| Quote #1
Would this misery last forever? Was there no escape from it? And yet she was certainly just as good as all those other women whose lives were happy! She had seen duchesses at La Vaubyessard who had dumpier figures and cruder manners than she, and she cursed God’s injustice […] (I.9.36)
Emma is convinced that she deserves more than some of the rich women she saw at the ball, simply because she is more beautiful than they.
| Quote #2
A man, at least is free; he can explore the whole range of the passions, go wherever he likes, overcome obstacles, savor the most exotic pleasures. But a woman is constantly thwarted. Inert and pliable, she is restricted by her physical weakness and her legal subjection. Her will, like the veil tied to her hat with a cord, quivers with every wind; there is always some desire urging her forward, always some convention holding her back. (II.3.12)

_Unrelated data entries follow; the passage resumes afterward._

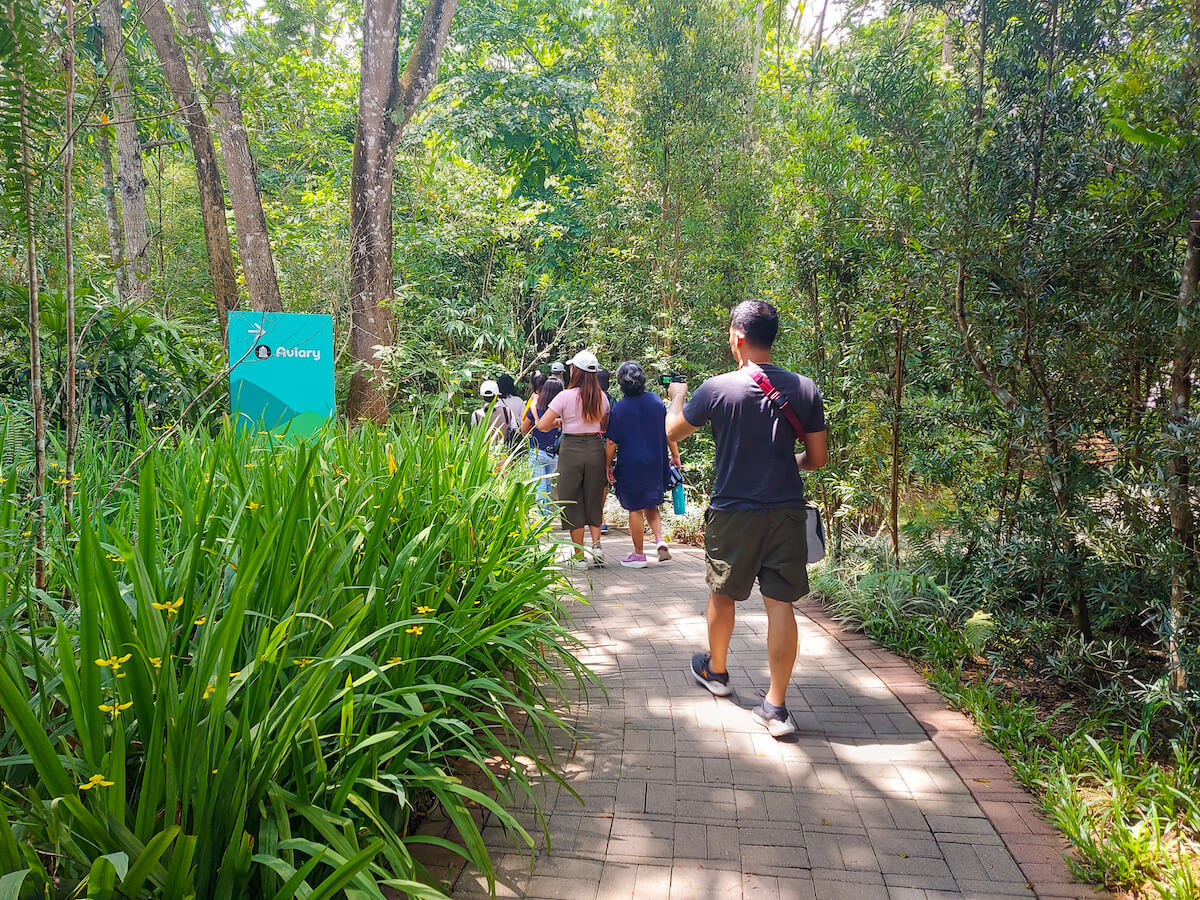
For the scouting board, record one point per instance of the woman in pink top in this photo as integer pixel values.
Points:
(582, 413)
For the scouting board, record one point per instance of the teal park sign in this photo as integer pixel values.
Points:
(281, 371)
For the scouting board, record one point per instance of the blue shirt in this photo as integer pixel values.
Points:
(541, 441)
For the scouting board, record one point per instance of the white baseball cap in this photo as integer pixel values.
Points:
(586, 360)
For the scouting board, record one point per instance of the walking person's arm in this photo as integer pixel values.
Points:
(815, 454)
(678, 427)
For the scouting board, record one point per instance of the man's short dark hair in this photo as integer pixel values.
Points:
(757, 321)
(631, 378)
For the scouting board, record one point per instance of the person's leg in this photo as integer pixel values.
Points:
(781, 641)
(594, 481)
(636, 529)
(570, 492)
(654, 517)
(721, 613)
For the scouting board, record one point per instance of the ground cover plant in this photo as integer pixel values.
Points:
(1116, 771)
(261, 661)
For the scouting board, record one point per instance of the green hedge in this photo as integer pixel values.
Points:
(259, 663)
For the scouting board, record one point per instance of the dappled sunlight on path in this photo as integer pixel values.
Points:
(682, 795)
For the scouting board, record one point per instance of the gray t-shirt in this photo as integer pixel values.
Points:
(755, 444)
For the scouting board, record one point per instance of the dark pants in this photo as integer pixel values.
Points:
(766, 544)
(581, 480)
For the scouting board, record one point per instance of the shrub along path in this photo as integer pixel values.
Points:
(883, 795)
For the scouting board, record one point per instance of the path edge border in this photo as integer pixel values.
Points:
(1038, 847)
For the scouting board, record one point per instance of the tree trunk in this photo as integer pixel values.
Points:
(113, 216)
(214, 81)
(387, 103)
(1183, 558)
(947, 37)
(131, 178)
(69, 263)
(35, 331)
(894, 513)
(208, 174)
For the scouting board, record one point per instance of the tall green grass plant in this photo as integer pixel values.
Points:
(262, 661)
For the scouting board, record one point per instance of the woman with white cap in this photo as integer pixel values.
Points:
(582, 413)
(495, 415)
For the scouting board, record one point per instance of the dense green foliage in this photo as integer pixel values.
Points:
(1134, 821)
(261, 665)
(973, 217)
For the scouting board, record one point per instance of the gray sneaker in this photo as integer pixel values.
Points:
(715, 683)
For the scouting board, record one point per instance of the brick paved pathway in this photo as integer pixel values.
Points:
(685, 797)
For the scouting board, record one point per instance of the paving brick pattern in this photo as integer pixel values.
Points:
(883, 793)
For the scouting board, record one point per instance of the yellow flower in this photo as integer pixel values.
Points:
(115, 664)
(114, 708)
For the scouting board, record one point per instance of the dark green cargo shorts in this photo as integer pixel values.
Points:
(766, 544)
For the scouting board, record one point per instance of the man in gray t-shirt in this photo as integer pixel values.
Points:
(754, 527)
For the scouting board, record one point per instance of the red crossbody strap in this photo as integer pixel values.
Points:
(779, 400)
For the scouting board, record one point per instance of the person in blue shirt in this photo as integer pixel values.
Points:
(637, 455)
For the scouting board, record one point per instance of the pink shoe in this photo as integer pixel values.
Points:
(634, 561)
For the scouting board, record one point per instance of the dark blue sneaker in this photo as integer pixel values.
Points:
(774, 719)
(717, 683)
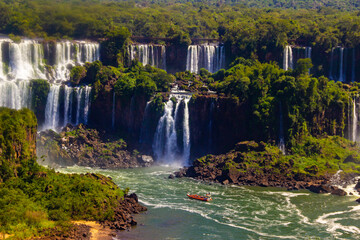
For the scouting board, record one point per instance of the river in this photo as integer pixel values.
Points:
(236, 212)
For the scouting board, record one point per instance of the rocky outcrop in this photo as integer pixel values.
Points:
(256, 164)
(217, 123)
(129, 114)
(123, 218)
(87, 147)
(75, 231)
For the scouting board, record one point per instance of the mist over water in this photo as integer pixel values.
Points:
(235, 212)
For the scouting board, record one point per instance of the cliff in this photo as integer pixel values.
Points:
(37, 201)
(17, 141)
(260, 164)
(87, 147)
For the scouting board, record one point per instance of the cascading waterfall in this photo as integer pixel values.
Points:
(210, 57)
(281, 132)
(154, 55)
(2, 72)
(353, 65)
(113, 112)
(166, 140)
(15, 95)
(354, 121)
(68, 91)
(87, 104)
(341, 72)
(52, 108)
(144, 133)
(81, 104)
(288, 58)
(26, 61)
(186, 134)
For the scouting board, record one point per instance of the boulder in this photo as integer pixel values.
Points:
(337, 191)
(320, 188)
(357, 186)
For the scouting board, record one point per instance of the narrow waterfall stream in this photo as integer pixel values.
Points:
(167, 146)
(281, 131)
(26, 62)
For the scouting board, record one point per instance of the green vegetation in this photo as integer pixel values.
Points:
(137, 79)
(252, 27)
(310, 157)
(33, 198)
(309, 105)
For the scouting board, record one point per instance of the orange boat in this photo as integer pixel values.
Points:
(201, 198)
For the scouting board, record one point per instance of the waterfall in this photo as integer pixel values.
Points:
(113, 112)
(154, 55)
(192, 59)
(354, 122)
(288, 58)
(87, 104)
(15, 94)
(308, 52)
(52, 108)
(331, 77)
(281, 132)
(348, 185)
(67, 105)
(2, 73)
(210, 126)
(210, 57)
(186, 134)
(166, 140)
(342, 73)
(26, 60)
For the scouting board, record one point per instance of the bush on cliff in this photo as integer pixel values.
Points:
(308, 161)
(34, 198)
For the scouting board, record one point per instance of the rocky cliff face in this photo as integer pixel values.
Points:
(129, 114)
(17, 140)
(257, 164)
(87, 147)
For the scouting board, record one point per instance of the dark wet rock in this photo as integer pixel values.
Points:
(247, 146)
(123, 219)
(337, 191)
(319, 188)
(75, 231)
(357, 186)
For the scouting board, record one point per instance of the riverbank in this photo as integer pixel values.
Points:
(250, 212)
(264, 165)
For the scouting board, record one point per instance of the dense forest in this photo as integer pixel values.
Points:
(245, 27)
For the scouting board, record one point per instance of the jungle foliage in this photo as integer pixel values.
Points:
(32, 197)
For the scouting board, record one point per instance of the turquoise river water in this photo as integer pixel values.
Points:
(235, 212)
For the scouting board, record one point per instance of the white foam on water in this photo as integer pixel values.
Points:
(333, 225)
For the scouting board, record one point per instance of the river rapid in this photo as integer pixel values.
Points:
(236, 212)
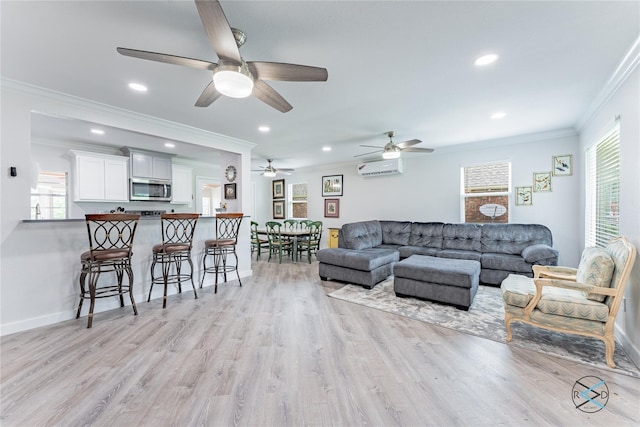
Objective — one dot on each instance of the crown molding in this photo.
(118, 113)
(627, 66)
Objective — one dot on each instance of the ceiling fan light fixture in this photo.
(388, 155)
(234, 81)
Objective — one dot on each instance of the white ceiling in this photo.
(393, 65)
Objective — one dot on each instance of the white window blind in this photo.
(602, 210)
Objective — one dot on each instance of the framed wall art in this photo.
(562, 165)
(542, 181)
(230, 191)
(277, 187)
(332, 186)
(332, 208)
(524, 196)
(278, 209)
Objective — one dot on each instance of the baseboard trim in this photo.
(629, 348)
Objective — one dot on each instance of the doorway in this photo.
(208, 195)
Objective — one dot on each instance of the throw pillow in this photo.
(596, 268)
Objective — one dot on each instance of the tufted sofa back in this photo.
(463, 237)
(395, 232)
(426, 234)
(513, 238)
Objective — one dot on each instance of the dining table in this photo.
(294, 235)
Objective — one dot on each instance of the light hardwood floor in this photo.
(279, 352)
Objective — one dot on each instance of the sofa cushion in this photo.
(365, 259)
(426, 234)
(505, 262)
(407, 251)
(463, 237)
(539, 253)
(361, 235)
(595, 268)
(454, 254)
(395, 232)
(513, 238)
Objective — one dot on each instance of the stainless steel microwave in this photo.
(150, 189)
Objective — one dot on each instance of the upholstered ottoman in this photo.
(447, 280)
(362, 267)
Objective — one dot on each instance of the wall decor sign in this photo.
(277, 186)
(332, 208)
(230, 191)
(562, 165)
(332, 185)
(278, 209)
(542, 181)
(524, 196)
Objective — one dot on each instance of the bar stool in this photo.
(110, 250)
(227, 228)
(177, 237)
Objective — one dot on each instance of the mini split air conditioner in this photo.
(382, 167)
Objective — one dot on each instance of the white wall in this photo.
(429, 188)
(39, 263)
(624, 102)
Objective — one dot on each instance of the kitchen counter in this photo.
(142, 218)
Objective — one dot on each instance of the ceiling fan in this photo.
(392, 150)
(270, 171)
(232, 76)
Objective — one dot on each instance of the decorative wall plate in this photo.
(230, 173)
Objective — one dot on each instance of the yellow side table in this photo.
(333, 237)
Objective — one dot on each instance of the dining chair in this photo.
(311, 244)
(177, 238)
(227, 227)
(276, 242)
(110, 250)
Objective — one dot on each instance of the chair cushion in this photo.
(540, 252)
(221, 242)
(595, 268)
(519, 290)
(170, 248)
(105, 254)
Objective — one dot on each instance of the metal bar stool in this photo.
(227, 228)
(177, 238)
(110, 250)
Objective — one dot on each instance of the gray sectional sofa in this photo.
(368, 250)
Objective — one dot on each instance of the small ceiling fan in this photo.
(270, 171)
(232, 76)
(392, 150)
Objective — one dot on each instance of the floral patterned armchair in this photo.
(582, 301)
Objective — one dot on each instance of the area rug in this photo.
(485, 319)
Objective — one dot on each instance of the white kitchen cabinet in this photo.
(149, 165)
(100, 177)
(182, 185)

Women in Flaubert’s day were far more restricted than their male counterparts, who were allowed to philander and experiment. Flaubert comments aptly here that women’s desires can never be fulfilled in a society that holds them back.
| Quote #3
And for a time she would be despondent and almost lifeless, gasping and sobbing softly with tears running down her cheeks.
This is a rare moment between women. Flaubert doesn’t show us much personal interaction between Emma and any other of the female characters (mainly because they’re largely unimportant). However, here we get a glimpse into the communal lives of women at this time – Emma is not the only one who suffers from this kind of depression.